Once the Titans had a chance to practice and get through the rugged portion of their nonconference schedule things began to click for them in January.
“We were really playing the hardest part of our schedule early, but once we got a chance to practice, and also had a chance to get into the conference, things got a little bit easier for us because we got a chance to get our feet under us a little bit.”

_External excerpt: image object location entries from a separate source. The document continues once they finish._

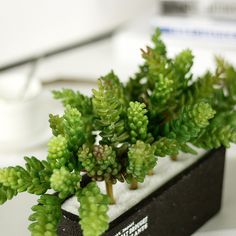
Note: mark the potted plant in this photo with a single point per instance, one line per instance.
(118, 135)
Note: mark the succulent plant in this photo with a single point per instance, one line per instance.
(119, 132)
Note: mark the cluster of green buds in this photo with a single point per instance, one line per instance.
(119, 132)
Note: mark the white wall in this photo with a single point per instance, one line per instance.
(28, 26)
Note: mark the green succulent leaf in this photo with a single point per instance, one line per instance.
(93, 210)
(141, 159)
(46, 216)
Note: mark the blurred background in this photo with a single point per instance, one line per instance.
(47, 45)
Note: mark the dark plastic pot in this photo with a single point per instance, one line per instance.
(178, 208)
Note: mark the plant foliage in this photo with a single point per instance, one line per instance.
(119, 132)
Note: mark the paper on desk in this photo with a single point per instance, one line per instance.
(228, 232)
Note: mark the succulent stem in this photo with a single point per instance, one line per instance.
(151, 172)
(109, 190)
(134, 184)
(174, 158)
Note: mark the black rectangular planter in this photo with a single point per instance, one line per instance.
(178, 208)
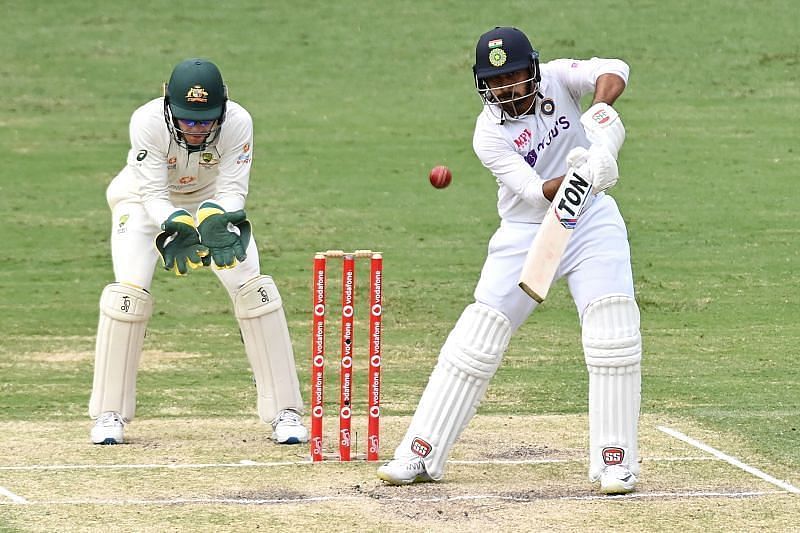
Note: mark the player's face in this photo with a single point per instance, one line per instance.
(195, 132)
(514, 92)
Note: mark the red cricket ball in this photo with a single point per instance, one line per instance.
(440, 176)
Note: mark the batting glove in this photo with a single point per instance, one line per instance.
(179, 244)
(226, 234)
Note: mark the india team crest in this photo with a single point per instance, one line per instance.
(497, 57)
(197, 94)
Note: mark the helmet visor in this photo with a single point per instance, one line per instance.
(515, 99)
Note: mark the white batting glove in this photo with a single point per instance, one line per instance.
(603, 126)
(602, 167)
(577, 157)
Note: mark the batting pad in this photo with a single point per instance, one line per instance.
(613, 349)
(467, 362)
(259, 310)
(124, 312)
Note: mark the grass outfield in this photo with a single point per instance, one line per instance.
(353, 102)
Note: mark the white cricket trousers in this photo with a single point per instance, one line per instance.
(596, 263)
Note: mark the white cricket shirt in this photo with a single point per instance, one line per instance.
(523, 153)
(162, 175)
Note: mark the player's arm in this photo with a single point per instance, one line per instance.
(608, 88)
(222, 221)
(148, 160)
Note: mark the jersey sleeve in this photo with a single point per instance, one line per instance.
(580, 75)
(236, 155)
(148, 160)
(509, 167)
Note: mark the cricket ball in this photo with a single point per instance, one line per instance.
(440, 176)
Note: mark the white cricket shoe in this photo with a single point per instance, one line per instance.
(288, 428)
(108, 429)
(617, 479)
(404, 471)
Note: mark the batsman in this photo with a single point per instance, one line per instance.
(531, 132)
(180, 200)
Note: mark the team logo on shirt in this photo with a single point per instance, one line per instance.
(197, 94)
(548, 107)
(497, 57)
(207, 160)
(121, 225)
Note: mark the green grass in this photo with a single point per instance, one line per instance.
(353, 102)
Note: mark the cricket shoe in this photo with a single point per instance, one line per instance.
(108, 429)
(288, 428)
(617, 479)
(404, 471)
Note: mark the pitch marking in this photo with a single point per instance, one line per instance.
(443, 499)
(730, 460)
(249, 463)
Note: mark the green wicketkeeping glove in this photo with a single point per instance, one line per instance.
(216, 232)
(179, 244)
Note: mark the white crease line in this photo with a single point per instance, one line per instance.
(11, 496)
(730, 460)
(381, 499)
(249, 463)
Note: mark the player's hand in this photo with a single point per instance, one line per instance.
(179, 243)
(604, 126)
(602, 167)
(226, 234)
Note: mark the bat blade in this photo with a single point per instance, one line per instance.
(548, 246)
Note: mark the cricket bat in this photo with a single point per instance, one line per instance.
(550, 242)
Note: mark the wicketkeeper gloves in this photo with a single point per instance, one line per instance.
(179, 244)
(226, 234)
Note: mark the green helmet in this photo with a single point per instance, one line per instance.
(195, 91)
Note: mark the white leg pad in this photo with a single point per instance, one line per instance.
(259, 310)
(612, 346)
(124, 312)
(467, 362)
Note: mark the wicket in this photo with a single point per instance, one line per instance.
(347, 352)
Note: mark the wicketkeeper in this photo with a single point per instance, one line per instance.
(180, 200)
(531, 130)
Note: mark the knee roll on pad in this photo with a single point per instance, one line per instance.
(613, 349)
(259, 311)
(124, 313)
(467, 362)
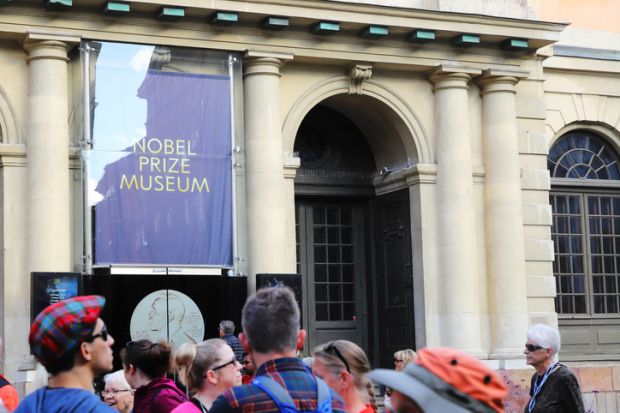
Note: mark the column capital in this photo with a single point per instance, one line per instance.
(493, 80)
(268, 63)
(445, 76)
(42, 45)
(291, 164)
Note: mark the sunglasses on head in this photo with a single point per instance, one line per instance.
(103, 334)
(233, 361)
(533, 347)
(331, 348)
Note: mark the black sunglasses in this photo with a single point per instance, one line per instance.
(103, 334)
(233, 361)
(331, 348)
(533, 347)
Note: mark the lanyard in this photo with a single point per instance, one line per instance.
(538, 387)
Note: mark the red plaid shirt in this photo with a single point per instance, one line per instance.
(292, 374)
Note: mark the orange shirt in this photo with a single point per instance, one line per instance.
(8, 394)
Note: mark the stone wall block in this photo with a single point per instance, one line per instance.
(533, 143)
(596, 379)
(538, 250)
(615, 374)
(536, 214)
(541, 286)
(535, 179)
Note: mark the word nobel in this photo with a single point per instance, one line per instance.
(164, 173)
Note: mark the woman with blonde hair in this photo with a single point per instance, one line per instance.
(343, 365)
(206, 369)
(401, 358)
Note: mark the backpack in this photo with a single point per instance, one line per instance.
(285, 402)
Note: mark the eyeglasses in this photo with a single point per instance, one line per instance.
(331, 348)
(533, 347)
(103, 334)
(113, 392)
(233, 361)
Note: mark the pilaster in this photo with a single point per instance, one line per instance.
(503, 215)
(459, 318)
(267, 195)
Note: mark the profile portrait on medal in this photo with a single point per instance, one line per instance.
(167, 315)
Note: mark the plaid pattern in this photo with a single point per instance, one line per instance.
(292, 374)
(63, 326)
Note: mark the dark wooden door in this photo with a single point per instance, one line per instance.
(394, 277)
(331, 258)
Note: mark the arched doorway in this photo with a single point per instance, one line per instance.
(353, 246)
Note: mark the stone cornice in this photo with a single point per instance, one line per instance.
(26, 15)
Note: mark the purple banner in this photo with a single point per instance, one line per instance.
(168, 200)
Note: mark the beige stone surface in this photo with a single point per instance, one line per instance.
(615, 374)
(597, 379)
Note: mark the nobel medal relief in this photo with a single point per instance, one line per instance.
(167, 315)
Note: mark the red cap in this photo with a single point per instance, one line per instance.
(465, 373)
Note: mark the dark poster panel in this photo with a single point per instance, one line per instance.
(177, 308)
(165, 197)
(51, 287)
(293, 281)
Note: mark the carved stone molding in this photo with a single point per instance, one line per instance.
(358, 74)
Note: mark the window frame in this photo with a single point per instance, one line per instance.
(583, 189)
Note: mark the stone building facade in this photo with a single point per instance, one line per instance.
(394, 153)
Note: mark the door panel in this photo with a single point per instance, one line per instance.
(331, 261)
(394, 275)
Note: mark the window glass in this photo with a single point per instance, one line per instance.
(586, 227)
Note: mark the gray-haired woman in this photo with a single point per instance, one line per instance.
(554, 388)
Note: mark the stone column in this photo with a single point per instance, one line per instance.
(459, 308)
(266, 192)
(503, 216)
(48, 233)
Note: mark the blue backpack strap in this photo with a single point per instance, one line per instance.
(323, 397)
(277, 393)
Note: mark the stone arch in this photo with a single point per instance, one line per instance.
(10, 131)
(407, 141)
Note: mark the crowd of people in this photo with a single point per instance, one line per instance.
(260, 371)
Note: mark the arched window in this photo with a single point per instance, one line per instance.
(586, 224)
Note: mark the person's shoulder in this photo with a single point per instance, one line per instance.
(9, 396)
(564, 372)
(186, 407)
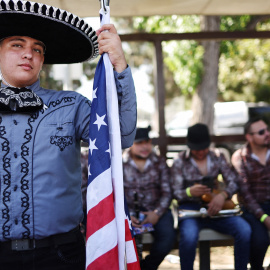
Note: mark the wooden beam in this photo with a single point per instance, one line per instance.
(198, 36)
(160, 97)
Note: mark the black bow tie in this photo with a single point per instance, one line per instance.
(19, 100)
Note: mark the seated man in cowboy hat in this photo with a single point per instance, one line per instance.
(148, 190)
(189, 171)
(41, 131)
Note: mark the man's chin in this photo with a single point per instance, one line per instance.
(142, 157)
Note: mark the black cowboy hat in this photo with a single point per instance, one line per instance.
(68, 38)
(198, 137)
(142, 134)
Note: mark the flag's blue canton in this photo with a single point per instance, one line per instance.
(99, 147)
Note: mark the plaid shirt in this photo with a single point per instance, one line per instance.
(152, 185)
(255, 182)
(185, 173)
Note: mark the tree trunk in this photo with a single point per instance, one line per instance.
(204, 99)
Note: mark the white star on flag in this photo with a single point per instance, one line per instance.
(94, 94)
(92, 145)
(109, 150)
(100, 121)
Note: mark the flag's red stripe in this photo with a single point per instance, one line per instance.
(127, 231)
(109, 260)
(133, 266)
(100, 215)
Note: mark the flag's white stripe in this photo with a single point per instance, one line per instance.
(130, 252)
(103, 235)
(99, 188)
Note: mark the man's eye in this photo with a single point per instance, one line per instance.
(16, 45)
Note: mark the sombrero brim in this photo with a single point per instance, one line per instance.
(68, 39)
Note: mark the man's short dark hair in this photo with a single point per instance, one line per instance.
(252, 121)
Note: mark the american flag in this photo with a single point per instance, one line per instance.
(106, 244)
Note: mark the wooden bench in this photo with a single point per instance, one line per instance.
(207, 238)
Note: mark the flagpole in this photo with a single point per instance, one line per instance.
(116, 150)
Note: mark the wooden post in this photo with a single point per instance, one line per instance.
(160, 98)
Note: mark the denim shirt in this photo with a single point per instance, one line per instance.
(40, 160)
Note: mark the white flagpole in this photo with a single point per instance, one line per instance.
(116, 152)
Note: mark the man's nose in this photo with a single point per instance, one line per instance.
(27, 53)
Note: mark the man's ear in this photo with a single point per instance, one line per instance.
(249, 138)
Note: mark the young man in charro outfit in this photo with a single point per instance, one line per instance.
(41, 131)
(188, 172)
(253, 164)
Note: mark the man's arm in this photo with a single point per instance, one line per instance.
(244, 189)
(165, 191)
(109, 42)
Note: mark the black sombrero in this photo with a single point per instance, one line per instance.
(68, 38)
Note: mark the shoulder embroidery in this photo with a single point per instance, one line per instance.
(7, 182)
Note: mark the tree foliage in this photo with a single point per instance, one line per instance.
(244, 64)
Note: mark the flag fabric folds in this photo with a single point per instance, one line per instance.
(106, 244)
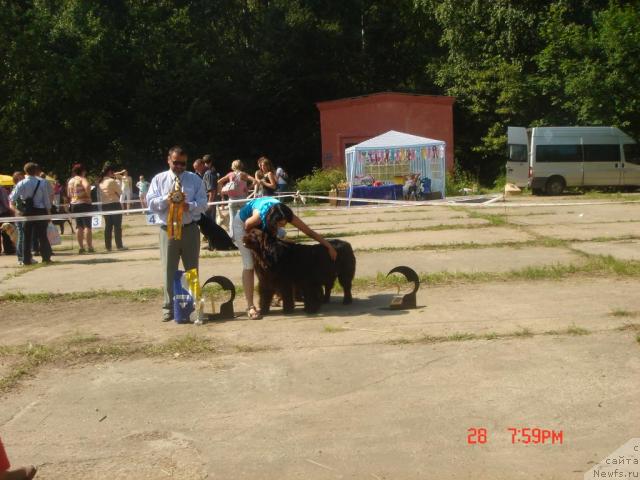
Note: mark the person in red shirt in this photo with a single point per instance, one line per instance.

Following its two nonconference games this week against Ragsdale and Parkland West Forsyth will jump right into Central Piedmont 4-A play next week with a road game at Davie County on Tuesday and a home game against Reynolds next Friday.
“I would imagine in our conference, other than Reynolds everybody’s got some questions,” King said.
King believes that Reynolds is the clear favorite to win the conference.
“I think the first goal (for West Forsyth), and probably not just a simple goal, is to get off to a decent start,” he said. “That’s the one thing — get off a decent start and get a little bit of confidence.
“But I think looking at the league, other than Reynolds, I would imagine all the rest of us can say if everything goes correct we could finish second.”